Take, for example, a home purchased ten years ago but that now has an additional bedroom and a pool. Both of these improvements are likely to add value to the home. Repeat sales analysis is interested only in market-driven price appreciation. This property would be eliminated from analysis because there would be no way to differentiate between price change from the homeowner's improvements and price change from general market forces.
Home Price Indexes
With data now focused on price change, it's possible to re-examine market-driven price appreciation by aggregating these records into a home price index (HPI). Currently, a handful of repeat sales HPIs are publicly available. These include the Federal Housing Finance Agency (FHFA) HPI, the Freddie Mac HPI, and the S&P CoreLogic Case-Shiller HPI. Each is based on the same core methodology but differ mainly in their data sources and model tweaks.
Both the FHFA and Freddie Mac indexes are constructed using mortgage data through their mortgage pipelines. The FHFA index is actually a joint effort between Fannie Mae and Freddie Mac to maximize geographic coverage of home price index estimates. This data source helps both of these publishers provide Texans with a wide variety of home price metrics at the metropolitan and county levels. These indexes are limited by conventional conforming loans which, by nature, exclude higher-priced homes funded through jumbo loan financing.

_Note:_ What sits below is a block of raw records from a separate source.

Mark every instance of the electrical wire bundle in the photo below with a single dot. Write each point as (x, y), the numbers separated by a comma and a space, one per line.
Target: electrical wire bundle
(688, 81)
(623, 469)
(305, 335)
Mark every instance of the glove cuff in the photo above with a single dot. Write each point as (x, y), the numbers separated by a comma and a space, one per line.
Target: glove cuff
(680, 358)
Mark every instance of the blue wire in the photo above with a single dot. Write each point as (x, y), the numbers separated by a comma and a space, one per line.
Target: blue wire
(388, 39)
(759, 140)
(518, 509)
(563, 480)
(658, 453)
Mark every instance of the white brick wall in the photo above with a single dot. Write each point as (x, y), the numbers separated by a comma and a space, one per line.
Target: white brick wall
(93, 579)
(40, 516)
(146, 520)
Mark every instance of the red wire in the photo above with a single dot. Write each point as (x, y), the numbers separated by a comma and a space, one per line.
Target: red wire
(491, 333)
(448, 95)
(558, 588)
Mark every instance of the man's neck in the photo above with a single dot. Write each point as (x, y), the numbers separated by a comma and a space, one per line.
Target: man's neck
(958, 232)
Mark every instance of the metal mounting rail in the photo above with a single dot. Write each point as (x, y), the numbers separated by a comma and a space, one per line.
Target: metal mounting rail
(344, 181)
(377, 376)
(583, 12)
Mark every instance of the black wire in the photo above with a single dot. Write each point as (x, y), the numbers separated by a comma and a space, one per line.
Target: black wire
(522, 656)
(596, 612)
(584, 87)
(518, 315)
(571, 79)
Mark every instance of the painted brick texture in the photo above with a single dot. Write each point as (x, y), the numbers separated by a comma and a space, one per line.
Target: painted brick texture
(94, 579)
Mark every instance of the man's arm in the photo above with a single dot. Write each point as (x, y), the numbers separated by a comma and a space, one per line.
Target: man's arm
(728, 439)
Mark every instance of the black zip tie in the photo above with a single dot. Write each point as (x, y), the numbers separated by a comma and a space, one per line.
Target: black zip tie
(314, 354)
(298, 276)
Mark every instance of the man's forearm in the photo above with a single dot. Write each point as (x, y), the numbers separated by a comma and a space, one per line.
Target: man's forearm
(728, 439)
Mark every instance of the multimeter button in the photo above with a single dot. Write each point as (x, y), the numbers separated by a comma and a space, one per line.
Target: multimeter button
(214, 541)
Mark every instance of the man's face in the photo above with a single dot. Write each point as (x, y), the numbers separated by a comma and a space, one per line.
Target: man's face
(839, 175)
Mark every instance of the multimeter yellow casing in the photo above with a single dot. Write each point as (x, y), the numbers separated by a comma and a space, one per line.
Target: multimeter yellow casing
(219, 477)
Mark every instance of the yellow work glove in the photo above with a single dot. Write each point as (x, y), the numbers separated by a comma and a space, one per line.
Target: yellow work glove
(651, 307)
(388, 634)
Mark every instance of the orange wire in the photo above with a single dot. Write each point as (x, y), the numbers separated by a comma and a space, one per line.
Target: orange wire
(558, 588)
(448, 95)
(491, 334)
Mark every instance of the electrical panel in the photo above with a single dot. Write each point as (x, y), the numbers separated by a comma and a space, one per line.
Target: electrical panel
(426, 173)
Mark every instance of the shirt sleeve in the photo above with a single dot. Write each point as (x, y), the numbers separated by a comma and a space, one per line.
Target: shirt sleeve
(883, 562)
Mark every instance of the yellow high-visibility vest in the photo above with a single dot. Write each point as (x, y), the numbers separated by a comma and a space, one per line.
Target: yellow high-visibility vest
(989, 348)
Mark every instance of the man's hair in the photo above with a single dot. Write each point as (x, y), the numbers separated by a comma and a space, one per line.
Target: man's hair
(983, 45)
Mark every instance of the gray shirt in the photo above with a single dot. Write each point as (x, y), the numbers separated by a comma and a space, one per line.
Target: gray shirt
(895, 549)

The S&P CoreLogic Case-Shiller HPI is published through S&P Dow Jones Indices and is sourced by public housing records and various data partnerships. This index is renowned and commonly quoted through various news outlets. The index is available for the largest U.S. markets and may include additional indexes for condominiums and indexes by low-, middle-, and high-priced tiers. However, its coverage of Texas is limited to the Dallas-Fort Worth market.
New Reliable Source for Texans
This fall, through a research agreement with the Texas Association of Realtors, the Real Estate Center will roll out its own HPI. It will cover the four big metros and a handful of mid-sized ones. In addition, it will provide indexes by price tier for some of the larger Texas markets.
A sample of the Center's HPI for Houston (Figure 2) shows the city's housing market has gone through a number of real estate cycles since the beginning of the series in 2003. A slowdown in price appreciation began in 2007 after a long period of year-over-year growth. Another price slowdown occurred shortly after 2014 when the oil boom ended.
The trends for the two indexes are similar. However, the repeat sales index falls below the median price series. This is partly because repeat sales indexes inherently include only existing homes because those are the homes most likely to have sold more than twice. This is actually a criticism of the repeat sales model since it excludes newer homes that tend to have higher prices. One way of looking at this, though, is that the repeat sales model follows the existing housing stock instead of the immediate housing market trends. It's a good example of how there is no one model to rule them all. Home price indexes are best at describing longer-term price growth while home sales statistics are best at describing the price of what has sold at that time.
Another way to use repeat sales indexes is by splitting the properties by price tiers (Figure 3). This is done by grouping properties against other home prices when the properties are first purchased. Following these properties across time in Houston revealed that, while each price tier grew year over year, Houston's lower-priced homes tended to ride the highs and lows with greater magnitude than homes in the higher-priced cohorts. Lower-priced homes began diverging from the pack in 2014, possibly due to the general rising scarcity in lower-priced homes.